Namun, itu tidak semua malapetaka dan kesuraman. Lewin mengatakan dia juga melihat beberapa kelompok mengubah cara mereka berbicara tentang fakta dan berita sejak kehadiran La Silla Vacía dimulai di platform.
“Percakapan telah berubah [sedikit] di beberapa grup, karena begitu Anda memiliki seseorang di grup yang dapat mengatakan, 'Oke, mari kita berhenti sejenak dan memeriksa fakta ... tingkat perdebatan dapat berubah,' katanya. “Tidak ada cara mudah setidaknya untuk mempromosikan debunking kami di platform. Kami harus mengandalkan crowdsourcing ini.”
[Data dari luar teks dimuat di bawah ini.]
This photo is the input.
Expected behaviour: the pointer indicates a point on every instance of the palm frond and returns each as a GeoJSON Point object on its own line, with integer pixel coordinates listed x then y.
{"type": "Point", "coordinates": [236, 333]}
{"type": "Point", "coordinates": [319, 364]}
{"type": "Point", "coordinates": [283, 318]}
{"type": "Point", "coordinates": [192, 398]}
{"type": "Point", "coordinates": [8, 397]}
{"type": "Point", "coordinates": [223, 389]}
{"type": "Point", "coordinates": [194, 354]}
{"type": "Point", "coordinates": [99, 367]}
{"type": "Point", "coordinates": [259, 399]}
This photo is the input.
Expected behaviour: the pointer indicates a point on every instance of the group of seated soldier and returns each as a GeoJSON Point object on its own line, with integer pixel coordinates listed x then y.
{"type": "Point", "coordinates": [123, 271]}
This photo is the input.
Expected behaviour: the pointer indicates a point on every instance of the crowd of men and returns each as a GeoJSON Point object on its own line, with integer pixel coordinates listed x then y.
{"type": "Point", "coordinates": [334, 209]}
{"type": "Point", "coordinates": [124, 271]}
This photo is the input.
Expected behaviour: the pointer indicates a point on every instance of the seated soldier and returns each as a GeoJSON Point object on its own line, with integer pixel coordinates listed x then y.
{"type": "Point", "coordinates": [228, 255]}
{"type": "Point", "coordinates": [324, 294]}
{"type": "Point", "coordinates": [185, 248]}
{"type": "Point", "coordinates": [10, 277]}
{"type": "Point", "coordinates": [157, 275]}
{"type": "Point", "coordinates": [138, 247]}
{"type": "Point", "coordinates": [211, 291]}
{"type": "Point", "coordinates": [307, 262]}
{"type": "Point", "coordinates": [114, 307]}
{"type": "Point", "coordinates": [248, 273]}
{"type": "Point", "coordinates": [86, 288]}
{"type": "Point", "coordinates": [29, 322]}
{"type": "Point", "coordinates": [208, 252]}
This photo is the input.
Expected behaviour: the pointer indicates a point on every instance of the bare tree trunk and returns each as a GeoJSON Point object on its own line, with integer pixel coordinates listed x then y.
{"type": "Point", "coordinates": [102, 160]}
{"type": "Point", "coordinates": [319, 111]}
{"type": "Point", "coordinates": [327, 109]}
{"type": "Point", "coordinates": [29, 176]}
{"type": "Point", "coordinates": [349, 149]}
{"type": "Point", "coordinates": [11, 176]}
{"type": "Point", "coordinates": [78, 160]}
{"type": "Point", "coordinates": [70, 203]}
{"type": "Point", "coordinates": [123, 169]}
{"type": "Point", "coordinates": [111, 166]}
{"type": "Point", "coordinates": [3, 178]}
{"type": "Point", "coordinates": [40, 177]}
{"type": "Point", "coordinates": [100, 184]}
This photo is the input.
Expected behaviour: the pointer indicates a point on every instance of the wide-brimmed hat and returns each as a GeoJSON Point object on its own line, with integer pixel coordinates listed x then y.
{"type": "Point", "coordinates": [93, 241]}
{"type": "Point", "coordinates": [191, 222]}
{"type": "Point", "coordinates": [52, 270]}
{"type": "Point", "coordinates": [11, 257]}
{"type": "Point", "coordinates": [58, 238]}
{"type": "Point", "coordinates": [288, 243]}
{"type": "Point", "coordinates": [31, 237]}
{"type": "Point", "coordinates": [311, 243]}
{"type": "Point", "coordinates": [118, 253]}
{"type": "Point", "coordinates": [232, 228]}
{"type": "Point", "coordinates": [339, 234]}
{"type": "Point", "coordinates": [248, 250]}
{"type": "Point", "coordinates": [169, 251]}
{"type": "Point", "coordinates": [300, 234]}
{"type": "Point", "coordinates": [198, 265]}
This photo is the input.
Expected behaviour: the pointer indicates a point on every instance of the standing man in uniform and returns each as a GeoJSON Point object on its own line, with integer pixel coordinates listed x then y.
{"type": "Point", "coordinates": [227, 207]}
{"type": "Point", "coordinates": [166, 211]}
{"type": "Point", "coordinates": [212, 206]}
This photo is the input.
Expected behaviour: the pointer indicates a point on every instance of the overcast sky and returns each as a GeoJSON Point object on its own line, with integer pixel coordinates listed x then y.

Sampai WhatsApp mengembangkan cara untuk memantau pesan – yang tidak mungkin dilakukan, mengingat enkripsi ujung-ke-ujungnya – pemeriksa fakta mungkin akan terus maju dengan kemunculan berita palsu yang diajukan pengguna untuk menyanggahnya. Ini adalah solusi yang tidak sempurna untuk masalah ruang lingkup yang tidak diketahui di salah satu platform perpesanan paling populer di dunia.
“Kami tidak tahu bagaimana menghentikan orang-orang membagikan barang palsu,” kata Zommer. “Kami pikir, mungkin, kami harus mencoba setiap alat yang kami bisa.”